The resulting funding gap has prompted a proactive domestic response.

Finance Minister Dr Mwigulu Nchemba unveiled the plan in Parliament, outlining proposed amendments across a dozen sectors aimed at creating a sustainable revenue stream for the country’s most critical health needs.

“Under these new fiscal measures, 70 percent of the additional revenue generated will be allocated to the AIDS Trust Fund, while 30 percent will support the Universal Health Fund,” Dr Nchemba said.

Revenue sources expanded

To meet the ambitious target, the government will increase excise duty on alcoholic beverages—adding Sh20 per litre on beer, Sh30 per litre on wine, and Sh50 per litre on spirits.

Excise duty on electronic communication services will also rise slightly from 17 percent to 17.5 percent.

Additional revenue will be raised through new and increased levies in multiple areas: Sh10 per litre fuel levy on petrol, diesel, and kerosene, 0.1 percent levy on the gross market value of minerals, increased winning tax on sports betting (from 10 percent to 15 percent), increased winning tax on land-based casinos (from 12 percent to 15 percent)

Vehicle and ticket levies introduced

Furthermore, new levies will be introduced on imported vehicles and heavy machinery, varying based on engine capacity, alongside a Sh500 levy on train tickets and a Sh1,000 levy on air transportation tickets.
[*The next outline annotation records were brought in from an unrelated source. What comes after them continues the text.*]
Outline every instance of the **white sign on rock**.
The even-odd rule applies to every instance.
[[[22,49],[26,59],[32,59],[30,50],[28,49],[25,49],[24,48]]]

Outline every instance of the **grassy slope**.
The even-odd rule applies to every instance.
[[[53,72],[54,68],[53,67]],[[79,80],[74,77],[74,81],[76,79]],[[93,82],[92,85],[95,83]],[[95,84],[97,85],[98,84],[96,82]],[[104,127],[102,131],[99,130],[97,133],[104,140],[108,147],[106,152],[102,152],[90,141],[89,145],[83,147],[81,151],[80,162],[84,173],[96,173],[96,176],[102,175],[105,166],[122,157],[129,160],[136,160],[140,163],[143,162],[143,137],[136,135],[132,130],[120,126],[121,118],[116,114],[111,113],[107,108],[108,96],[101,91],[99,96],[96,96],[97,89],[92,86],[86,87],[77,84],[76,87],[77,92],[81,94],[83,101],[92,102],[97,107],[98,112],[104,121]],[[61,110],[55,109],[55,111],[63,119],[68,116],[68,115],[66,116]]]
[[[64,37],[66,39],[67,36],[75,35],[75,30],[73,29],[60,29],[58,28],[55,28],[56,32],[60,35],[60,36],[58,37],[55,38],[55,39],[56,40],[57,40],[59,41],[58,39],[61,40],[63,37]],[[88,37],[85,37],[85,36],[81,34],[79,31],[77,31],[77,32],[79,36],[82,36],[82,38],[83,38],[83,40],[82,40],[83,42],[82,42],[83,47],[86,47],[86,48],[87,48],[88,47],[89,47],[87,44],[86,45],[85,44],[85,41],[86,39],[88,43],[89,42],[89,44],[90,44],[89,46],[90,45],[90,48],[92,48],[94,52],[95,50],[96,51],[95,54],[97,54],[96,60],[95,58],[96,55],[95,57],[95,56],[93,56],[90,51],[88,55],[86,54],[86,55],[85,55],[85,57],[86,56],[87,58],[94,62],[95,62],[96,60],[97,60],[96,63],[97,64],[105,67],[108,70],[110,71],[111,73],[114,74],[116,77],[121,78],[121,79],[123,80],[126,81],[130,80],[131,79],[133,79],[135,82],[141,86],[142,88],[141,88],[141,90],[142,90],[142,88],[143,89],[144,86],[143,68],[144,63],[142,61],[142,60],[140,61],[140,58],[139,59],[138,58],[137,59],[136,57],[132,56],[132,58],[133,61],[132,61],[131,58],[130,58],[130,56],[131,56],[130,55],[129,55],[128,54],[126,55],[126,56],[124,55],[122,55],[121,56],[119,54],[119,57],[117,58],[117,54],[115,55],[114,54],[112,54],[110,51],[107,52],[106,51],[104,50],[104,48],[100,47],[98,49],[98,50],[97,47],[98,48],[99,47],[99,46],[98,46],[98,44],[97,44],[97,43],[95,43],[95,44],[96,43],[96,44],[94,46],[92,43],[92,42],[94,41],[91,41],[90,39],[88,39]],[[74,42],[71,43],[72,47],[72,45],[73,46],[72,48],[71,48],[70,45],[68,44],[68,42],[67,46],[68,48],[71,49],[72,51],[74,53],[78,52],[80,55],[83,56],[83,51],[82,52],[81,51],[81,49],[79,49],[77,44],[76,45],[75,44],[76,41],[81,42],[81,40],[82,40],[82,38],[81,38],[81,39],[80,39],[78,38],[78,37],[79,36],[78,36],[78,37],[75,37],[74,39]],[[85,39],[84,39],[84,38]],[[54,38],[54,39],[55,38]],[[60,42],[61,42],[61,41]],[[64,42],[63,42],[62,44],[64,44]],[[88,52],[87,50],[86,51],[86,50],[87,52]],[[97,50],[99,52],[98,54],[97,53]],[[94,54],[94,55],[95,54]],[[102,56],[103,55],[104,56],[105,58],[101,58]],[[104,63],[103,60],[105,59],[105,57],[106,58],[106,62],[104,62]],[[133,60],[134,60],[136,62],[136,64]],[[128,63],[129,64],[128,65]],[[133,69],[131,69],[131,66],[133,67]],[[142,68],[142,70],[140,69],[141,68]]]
“To introduce levy on imported vehicles and heavy machinery as follows: Sh50, 000 for vehicle with engine capacity of 0cc to 1000cc; Sh100,000 for vehicle with engine capacity of 1001cc to 1500cc; Sh150,000 for vehicle with engine capacity of 1501cc to 2500cc; Sh200,000 for vehicle with engine capacity of 2501cc and Above; Sh250,000  for machinery (excavators, bulldozers, fork lifts),” he said.

Passengers will also see a modest rise in transport costs, with a Sh500 levy on train tickets and a Sh1,000 levy on air travel tickets.

These new and adjusted tax measures, Dr Nchemba noted, are designed to build resilience in the country’s health financing, ensuring that critical programmes remain operational despite external funding challenges.